Saraceno: You mentioned the running component too. My brother-in-law and my sister did it actually. We were there, I think a couple weeks ago, and they were trying to get us to sign up for it. They're like, yeah, if you're into running, it's very catered towards the runner. How do you feel about that? Do you think think it's majority just having that cardio to be able to do the running? Because my fear would be like a lot of it is strength based as well. Where does that balance go?
DeMarco: It's an interesting question because in 2025, when Mike first basically like "voluntold" me that we were doing it together in my head, I was ready because I still train cross training or CrossFit or whatever you want to call it, so using weights for time and doing stuff like that is wheelhouse for me. I thought I was ready and I figured, all right, there's 8K of running. I just need to start running once a week to blend it in.
I was really mistaken when we showed up for that first race—I underestimated how much running it was. I was of the opposite of your current mindset, which is you're more concerned with the strength base or like the fitness elements, whereas I didn't really see it as a running race. After the first time I, I respected how much running it was. Leading up into this year's race that we did the 4 months out training switched very heavily into running, and running as if I was preparing for like a 10K or a half, honestly, instead of just casually running, as in all right, I'm going to go run 3 miles, try and hold like an 8-minute mile pace, doing threshold runs and intervals and all kinds of stuff like that.
Saraceno: It's interesting.

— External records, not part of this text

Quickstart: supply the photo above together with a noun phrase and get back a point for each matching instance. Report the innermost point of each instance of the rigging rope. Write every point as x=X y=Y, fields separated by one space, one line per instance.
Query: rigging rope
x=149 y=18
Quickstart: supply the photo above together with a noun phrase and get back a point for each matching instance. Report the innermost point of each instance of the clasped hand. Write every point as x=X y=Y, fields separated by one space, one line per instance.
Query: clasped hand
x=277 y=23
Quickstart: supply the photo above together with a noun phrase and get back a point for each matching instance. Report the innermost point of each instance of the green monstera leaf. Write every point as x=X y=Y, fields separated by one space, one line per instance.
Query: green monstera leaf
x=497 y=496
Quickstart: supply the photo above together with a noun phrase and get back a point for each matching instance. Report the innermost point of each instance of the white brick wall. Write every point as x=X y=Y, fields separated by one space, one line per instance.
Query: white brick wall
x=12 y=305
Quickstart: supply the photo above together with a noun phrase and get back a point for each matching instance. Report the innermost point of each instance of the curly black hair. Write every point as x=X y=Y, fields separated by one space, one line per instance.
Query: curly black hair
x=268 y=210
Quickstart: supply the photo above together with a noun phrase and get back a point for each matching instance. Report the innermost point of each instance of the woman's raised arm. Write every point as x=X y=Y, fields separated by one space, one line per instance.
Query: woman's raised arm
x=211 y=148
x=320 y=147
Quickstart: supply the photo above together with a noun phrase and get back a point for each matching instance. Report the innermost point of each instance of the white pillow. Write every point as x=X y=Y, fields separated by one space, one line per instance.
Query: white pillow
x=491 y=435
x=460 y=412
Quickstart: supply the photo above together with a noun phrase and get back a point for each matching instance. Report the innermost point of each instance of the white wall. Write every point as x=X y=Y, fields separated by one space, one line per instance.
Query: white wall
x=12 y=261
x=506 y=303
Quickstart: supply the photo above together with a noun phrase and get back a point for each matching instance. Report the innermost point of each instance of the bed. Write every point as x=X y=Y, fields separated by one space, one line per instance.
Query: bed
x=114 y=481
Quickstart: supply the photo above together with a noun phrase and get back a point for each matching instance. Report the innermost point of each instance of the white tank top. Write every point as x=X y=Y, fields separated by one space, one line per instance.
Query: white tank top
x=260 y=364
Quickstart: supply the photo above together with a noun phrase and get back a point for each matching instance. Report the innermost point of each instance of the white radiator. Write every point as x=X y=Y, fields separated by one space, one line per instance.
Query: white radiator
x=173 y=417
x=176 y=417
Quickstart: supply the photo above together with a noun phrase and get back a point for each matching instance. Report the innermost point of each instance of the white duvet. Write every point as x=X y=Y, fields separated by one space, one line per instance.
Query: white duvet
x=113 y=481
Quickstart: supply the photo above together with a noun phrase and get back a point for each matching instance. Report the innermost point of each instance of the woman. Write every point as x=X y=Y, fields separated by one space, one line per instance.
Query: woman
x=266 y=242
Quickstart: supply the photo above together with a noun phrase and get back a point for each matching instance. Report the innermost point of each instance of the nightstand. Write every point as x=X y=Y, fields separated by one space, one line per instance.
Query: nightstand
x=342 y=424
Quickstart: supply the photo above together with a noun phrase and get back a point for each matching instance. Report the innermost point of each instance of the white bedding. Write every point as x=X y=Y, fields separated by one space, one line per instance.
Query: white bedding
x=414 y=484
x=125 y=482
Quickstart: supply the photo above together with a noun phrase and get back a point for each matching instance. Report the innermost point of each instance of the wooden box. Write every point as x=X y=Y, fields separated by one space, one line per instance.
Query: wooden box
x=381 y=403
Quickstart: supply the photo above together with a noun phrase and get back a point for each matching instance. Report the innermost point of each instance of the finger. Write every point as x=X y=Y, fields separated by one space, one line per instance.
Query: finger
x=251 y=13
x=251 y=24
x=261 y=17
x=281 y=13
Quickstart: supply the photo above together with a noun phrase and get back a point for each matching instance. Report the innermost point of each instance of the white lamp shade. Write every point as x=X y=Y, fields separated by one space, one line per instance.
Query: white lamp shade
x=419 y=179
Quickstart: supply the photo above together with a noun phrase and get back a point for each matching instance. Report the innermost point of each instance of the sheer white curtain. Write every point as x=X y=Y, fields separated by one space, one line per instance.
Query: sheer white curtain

Obviously, I think the challenge for training for something like this or anything of this intensity is that you're competing against yourself in the sense that none of us are getting any older. You have to, I think realistically, be like, okay, my body is adjusting. My question for you is how do you adjust, or how have you adjusted your regimen and your training as you've gotten further along your fitness career? How do you do that so that it suits your body type?
DeMarco: You start to be smarter with regards to understanding the whole picture. So let's say early on, we'll call that post-college to 26 years old. The mindset is still like, oh, I'm a college athlete. I'm still a competitor. You also have different life circumstances in that age bracket of time. Single, no kids. And so I have more time, so I can train twice a day and not worry about, uh, having to be home at a certain time. Right. And so, you know, in that first phase of training post college, it was still very competitively driven: chasing weights, chasing times, chasing more volume.
Then, as you mature and you learn that you no longer have 15 to 20 hours a week to train necessarily, and you only have anywhere from 5 to 10—10 if you're lucky—you start to get really particular with how you're leveraging that time and you start to parse out certain elements that don't align with what you're training for in that particular moment. When we bring it back to, I said, 4 months out from us doing HYROX, I had to make compromises on different dimensions of the way I was training because I was training for something very specific, and now that we're on the backside of that for the last 2 weeks and for the foreseeable I think 8 weeks, I'm not going to run like I did, because I want to get back to strength training, and I only have so many minutes per week. I want to fill that pie chart with more strength training.